# 2020 Top 50 Spotify Tracks Processing with Numpy and Pandas
## About the Dataset
### context
Top 50 most streamed tracks on Spotify in 2020. This dataset has various variables regarding these songs.
### content
50 songs and 16 features

In [67]:
#import libraries
import pandas as pd
import numpy as np
import matplotlib.pyplot as plt
from collections import Counter

In [2]:
def load_data():
    '''
        Loads spotify top 50 tracks
    '''
    return pd.read_csv("Data/spotifytoptracks.csv", index_col = 0)

In [4]:
#loading data
spotify_top_tracks = load_data()

### Cleaning Data
<ul>
    <li>Handling Missing Values</li>
    <li>Removing duplicate features and samples</li>
    <li>Treating outliers</li>
</ul>
    



In [52]:
#Handle misssing values
spotify_top_tracks.info()

The above output shows there are 50 observations of 16 variables. <br>
All the variables have 50 records, indicating there's no missing value in the data. 

In [8]:
#remove duplicate features and samples
spotify_top_tracks.duplicated().sum()

The above output indicates that, the data does not contain duplicated records

### Treating outliers
Outliers are measure that significantly differ from other data points. <br>
For this method the following techniques are used to detect outliers

<ol>
    <li>Interquartile Range(IQR)</li>
    <li>Measure of Skewness</li>
    <li>visualization with Box Plot</li>
    <li>visualization with Histogram</li>
</ol>


#### Interquartile Range (IQR)
IQR is a measure of statistical dispersion. <br>
$$ IQR = Q3-Q1 $$ 
Where Q1, and Q3 represents 25th and 75th percentile respectively <br>
A data point <b><i>X</i></b> is outlier if $$ (X < (Q1 - 1.5 * IQR))  or  (X > Q3 + (1.5 * IQR)) $$


In [9]:
#determine IQR
Q1 = spotify_top_tracks.quantile(0.25)
Q3 = spotify_top_tracks.quantile(0.75)
IQR = Q3 - Q1

In [28]:
# find a data point that falls in range of outlier (those data's will be represented as True)
IQR_result = ((spotify_top_tracks < (Q1 - 1.5 * IQR)) |(spotify_top_tracks > (Q3 + 1.5 * IQR)))
IQR_result[IQR_result == True].count()

IQR outlier analysis shows that,column acousticness,danceability, duration_ms, instrumentalness, liveness, loudness, and speechiness contians a data point that are outliers. 

#### Measure of Skewness
Skewness explains the extent to which the data is normally distributed. <br>
Ideally, the skewness value should be between -1 and +1, and any major deviation from this range indicates the presence of extreme values. 

In [30]:
#select columns whose data types are float64 and int64
res = spotify_top_tracks.select_dtypes(include=['int64', 'float64']).skew()
left_skewed = res.where(res < -1).dropna().index
right_skewed = res.where(res > 1).dropna().index
print(left_skewed)
print(right_skewed)

##### Visualizing outliers using Boxplot

In [47]:
for cols in spotify_top_tracks.select_dtypes(include=['int64', 'float64']).columns:
    print(cols)    
    plt.boxplot(spotify_top_tracks[cols])
    plt.show()


#### Visualizing outliers using Histogram

In [51]:
for cols in spotify_top_tracks.select_dtypes(include=['int64', 'float64']).columns:
    print(cols)
    spotify_top_tracks[cols].hist()

### Exploratory Data Analysis
#### Number of Observations and features

In [59]:
observation_no, features_no = spotify_top_tracks.shape
print(f'Number of observation is {observation_no}')
print(f'Number of features is {features_no}')

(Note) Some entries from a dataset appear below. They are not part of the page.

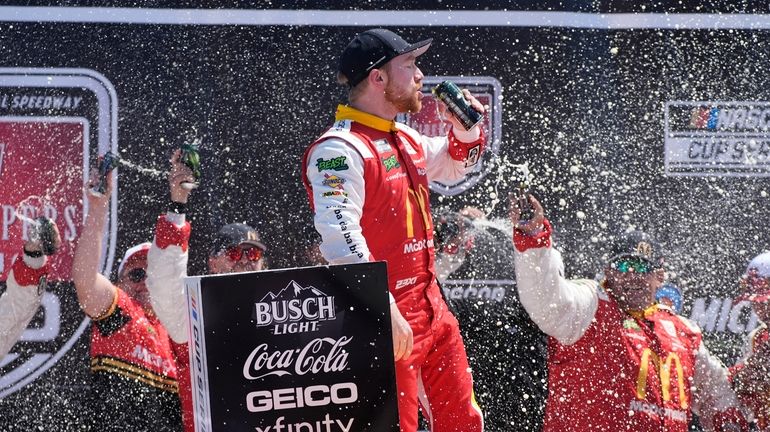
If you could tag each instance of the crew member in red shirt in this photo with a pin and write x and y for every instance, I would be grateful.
(26, 282)
(751, 375)
(132, 358)
(367, 180)
(237, 248)
(617, 361)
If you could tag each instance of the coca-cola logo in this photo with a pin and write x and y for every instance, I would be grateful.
(320, 355)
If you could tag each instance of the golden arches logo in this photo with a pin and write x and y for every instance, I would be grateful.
(422, 197)
(664, 374)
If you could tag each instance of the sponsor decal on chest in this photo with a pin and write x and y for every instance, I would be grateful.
(333, 181)
(334, 164)
(382, 146)
(390, 162)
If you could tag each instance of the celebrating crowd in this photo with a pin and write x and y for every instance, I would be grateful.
(618, 355)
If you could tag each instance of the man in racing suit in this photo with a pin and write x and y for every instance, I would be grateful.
(25, 285)
(751, 374)
(367, 180)
(133, 361)
(617, 361)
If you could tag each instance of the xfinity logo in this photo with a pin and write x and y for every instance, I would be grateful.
(294, 309)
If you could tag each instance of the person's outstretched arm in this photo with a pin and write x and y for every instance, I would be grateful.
(95, 292)
(24, 288)
(168, 255)
(563, 309)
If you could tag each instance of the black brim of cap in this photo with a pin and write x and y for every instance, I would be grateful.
(419, 47)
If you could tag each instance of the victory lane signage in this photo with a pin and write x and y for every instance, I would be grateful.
(295, 350)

#### Identifying Categorical and Numerical Features

In [65]:
numerical_features = spotify_top_tracks._get_numeric_data().columns
print("Numerical Features")
numerical_features

In [66]:
print("Categorial Features")
set(spotify_top_tracks) - set(numerical_features)

#### Artists with more than one popular track and their tracks

In [69]:
counter = Counter(spotify_top_tracks['artist'])
famous_artist = [name for name in counter if counter[name] > 1]        # artist with more than one popular track
spotify_top_tracks.query("artist in @famous_artist")[['artist', 'track_name']].sort_values('artist')

#### Most popular artist

In [77]:
#most popular artist
spotify_top_tracks['artist'].mode()

#### Total Number of artists who have their songs in the top 50

In [79]:
spotify_top_tracks['artist'].unique().size

#### Albums with more than one popular track

In [82]:
counter = Counter(spotify_top_tracks['album'])
famous_album = [album for album in counter if counter[album] > 1]        # albums with more than one popular track
spotify_top_tracks.query("album in @famous_album")[['album', 'track_name']].sort_values('album')

#### Total Number of Albums whose songs are in the top 50

In [84]:
spotify_top_tracks['album'].unique().size

#### Tracks whose danceability score is above 0.7

In [86]:
#danceability greater than 0.7
spotify_top_tracks.query("danceability > 0.7")[['track_name', 'danceability']]

#### Tracks whose danceability score is below 0.4

In [88]:
#danceability less than 0.7
spotify_top_tracks.query("danceability < 0.4")[['track_name', 'danceability']]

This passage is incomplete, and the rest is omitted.